The portion of images and video in the typical payload of a website can be significant. Unfortunately, project stakeholders may be unwilling to cut any media resources from their existing applications. Such impasses are frustrating, especially when all parties involved want to improve site performance, but can't agree on how to get there. Fortunately, lazy loading is a solution that lowers initial page payload and load time, but doesn't skimp on content.

What is lazy loading?

Lazy loading is a technique that defers loading of non-critical resources at page load time. Instead, these non-critical resources are loaded at the moment of need. Where images are concerned, "non-critical" is often synonymous with "off-screen". If you've used Lighthouse and examined some opportunities for improvement, you may have seen some guidance in this realm in the form of the Defer offscreen images audit:

A screenshot of the Defer offscreen images audit in Lighthouse.
One of Lighthouse's performance audits is to identify off screen images, which are candidates for lazy loading.

You've probably already seen lazy loading in action, and it goes something like this:

  • You arrive at a page, and begin to scroll as you read content.
  • At some point, you scroll a placeholder image into the viewport.
  • The placeholder image is suddenly replaced by the final image.

An example of image lazy loading can be found on the popular publishing platform Medium, which loads lightweight placeholder images at page load, and replaces them with lazily-loaded images as they're scrolled into the viewport.
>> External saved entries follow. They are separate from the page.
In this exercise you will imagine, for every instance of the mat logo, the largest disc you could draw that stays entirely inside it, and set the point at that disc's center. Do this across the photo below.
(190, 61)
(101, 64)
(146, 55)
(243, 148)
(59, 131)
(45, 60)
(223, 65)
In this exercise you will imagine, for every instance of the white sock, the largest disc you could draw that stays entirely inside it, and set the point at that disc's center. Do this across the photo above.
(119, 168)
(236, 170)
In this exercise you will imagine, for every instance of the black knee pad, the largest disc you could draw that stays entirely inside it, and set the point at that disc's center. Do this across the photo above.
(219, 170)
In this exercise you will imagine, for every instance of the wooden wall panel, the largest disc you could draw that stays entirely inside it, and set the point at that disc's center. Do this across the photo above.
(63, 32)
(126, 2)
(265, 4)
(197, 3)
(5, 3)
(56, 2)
A screenshot of the website Medium in the browsing, demonstrating lazy loading in action. The blurry placeholder is on the left, and the loaded resource is on the right.
An example of image lazy loading in action. A placeholder image is loaded at page load (left), and when scrolled into the viewport, the final image loads at the time of need.

If you're unfamiliar with lazy loading, you might be wondering just how useful the technique is, and what its benefits are. Read on to find out!
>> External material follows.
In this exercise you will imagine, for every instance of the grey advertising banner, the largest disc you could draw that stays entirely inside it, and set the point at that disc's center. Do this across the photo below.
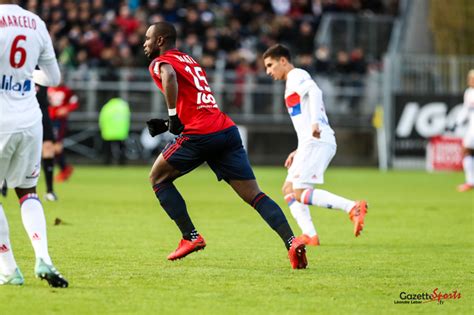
(417, 118)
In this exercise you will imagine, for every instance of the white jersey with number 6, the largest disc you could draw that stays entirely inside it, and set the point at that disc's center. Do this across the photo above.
(24, 44)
Why lazy-load images or video instead of just loading them?

Because it's possible you're loading stuff the user may never see. This is problematic for a couple reasons:

  • It wastes data. On unmetered connections, this isn't the worst thing that could happen (although you could be using that precious bandwidth for downloading other resources that are indeed going to be seen by the user). On limited data plans, however, loading stuff the user never sees could effectively be a waste of their money.
  • It wastes processing time, battery, and other system resources. After a media resource is downloaded, the browser must decode it and render its content in the viewport.

Lazy loading images and video reduces initial page load time, initial page weight, and system resource usage, all of which have positive impacts on performance.

Implementing lazy loading

There are a number of ways to implement lazy loading. Your choice of solution must take into account the browsers you support, and also what you are trying to lazy-load.

Modern browsers implement browser-level lazy loading, which can be enabled using the loading attribute on images and iframes. To provide compatibility with older browsers or to perform lazy loading on elements without built-in lazy loading you can implement a solution with your own JavaScript. There are also a number of existing libraries to help you to do this. See the posts on this site for full details of all of these approaches:

Also, we have compiled a list of potential issues with lazy loading, and things to watch out for in your implementation.

Conclusion

Used with care, lazy loading images and video can seriously lower the initial load time and page payloads on your site, including Core Web Vitals. Users won't incur unnecessary network activity—including network contention on slower connections—and processing costs of media resources they may never see, but they can still view those resources if they want.

As far as performance improvement techniques go, lazy loading is reasonably uncontroversial. If you have a lot of inline imagery in your site, it's a perfectly fine way to cut down on unnecessary downloads. Your site's users and project stakeholders will appreciate it!